When you’re trading, you must be in control of your emotions. This means properly managing stress and having a proper mindset to stick to strategies and avoid overreacting. And this goes for both negative feelings and positive feelings. Getting hyped over a series of wins can kill all your earnings if you don’t show any prudence; and in the same way, trying to trade your way out of a loss can be the best way to rack up even more losses that you can’t dig yourself out of anymore.

So, keep your head clear and your mind focused, don’t take losses too personally, and make sure you’re always sticking to your plan.

3) Know Your Risk Tolerance

Risk tolerance is a concept we often hear about when it comes to trading, but few people truly understand what it means. Some people think it’s synonymous with being able to manage your money, but it’s decidedly different. Where money management deals with surviving losses (e.g., having an emergency fund, properly diversifying assets), risk management deals more with knowing how big of a loss you’re willing to take; whether that’s 0.5% or 5%. 

Risk tolerance is ultimately a personal thing to decide. It’s completely okay to have a lower risk tolerance than others, or a higher risk tolerance than others, but what’s important is that you choose a level of risk you’re comfortable with. Comfort with your level of risk tolerance means that you’ll be less likely to bail in the bad times and keep up the consistency necessary for being a successful trader.

To determine your risk tolerance, try placing a random trade and seeing if you can leave it alone without worrying about it. If you can’t, then you should decrease your risk tolerance, but if you can, see how much you can risk without worrying until you find the percentage that’s right for you.

4) Choose Your Trading Strategy 

Risk management, of course, is only one part of an overall trading strategy; and to be a successful trader, you must have one. If you just go with the flow and don’t have any plan, your earnings will likewise go nowhere. 

There isn’t a right or wrong strategy, necessarily, but you do need to know what your strategy is and do a sizable amount of market research as to what the signals you need to follow are. Your strategy needs to be something that follows your level of risk management and involves the proper tools to help you execute it.

5) Do Not Overtrade

Overtrading is another symptom of getting caught in your emotions when trading, and it’s arguably one of the most dangerous because it puts your capital at risk for no good reason.

Overtrading happens when a trader either makes trades too rapidly or too early, or if they make too many trades in one go. This often happens when people start seeing new opportunities everywhere, thereby counting money that they don’t have yet.

Now, of course, it’s exciting to see new opportunities and think that every opening you see will be a goldmine in the future. But in truth, it’s showing restraint and discipline that will help you become a successful and consistent trader, even if it means missing some opportunities. So, be patient, set boundaries, and never overtrade.

6) Keep Up with The Markets 

Finally, the best way to be a successful trader is to spend a bit of time studying the market and its trends.
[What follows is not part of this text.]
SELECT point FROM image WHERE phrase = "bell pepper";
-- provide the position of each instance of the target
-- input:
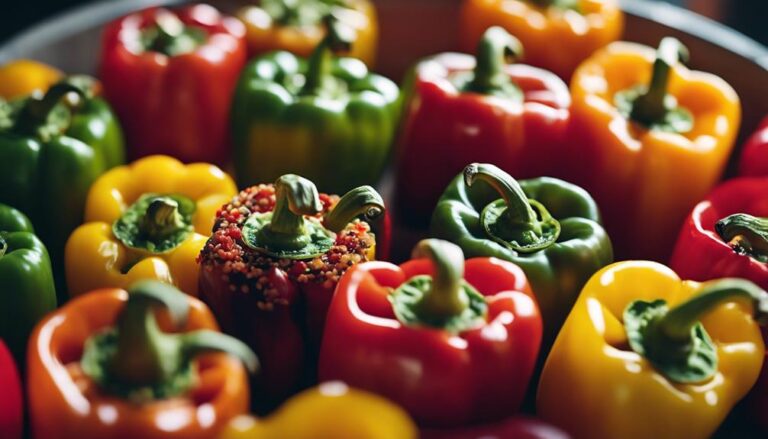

You can’t just hop into trading without direction and understanding market trends on the map to get you to shore.

This doesn’t just mean understanding how to read a chart, but it also means being up to date with the external factors that affect the market. It might not seem directly related to trading, but having a decent understanding of current events, and the political and social climate of the world is vital to trading properly. The market is affected by everything in its peripheries, which is why you need to keep up with all these external trends if you want to succeed in trading.